Speaking of rats, one of the greatest cybernetic achievements of late is the rat brain robot. A little robot remotely controlled via Bluetooth by the neurons of a rat kept in a bell jar, which receives input from the robot’s sensors alone! Not only is the robot moving and behaving like a rat (even though it so definitely isn’t one), but it’s capable of learning and reorienting itself, and it assumes the personality of its master. Yup, that’s right, using the brain cells of a different rat had the robot behave differently, according to the personality (or if you prefer, natural level of activity and interests) of the rat whose brain-controlled it.

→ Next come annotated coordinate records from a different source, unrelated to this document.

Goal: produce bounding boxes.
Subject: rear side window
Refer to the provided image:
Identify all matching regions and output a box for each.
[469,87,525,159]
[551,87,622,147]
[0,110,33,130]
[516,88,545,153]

Now, we’ve seen all kinds of amazing inventions in science-fiction, but it never ceases to be amazing just how close we are to science-fiction RIGHT NOW. We’re only years, not centuries, away from creating artificial intelligence via cybernetics, only years away from enabling paralyzed people to become independent, from preventing and curing cancer with cybernetic tissue and organs, and we’re going to witness these things during our lifetimes.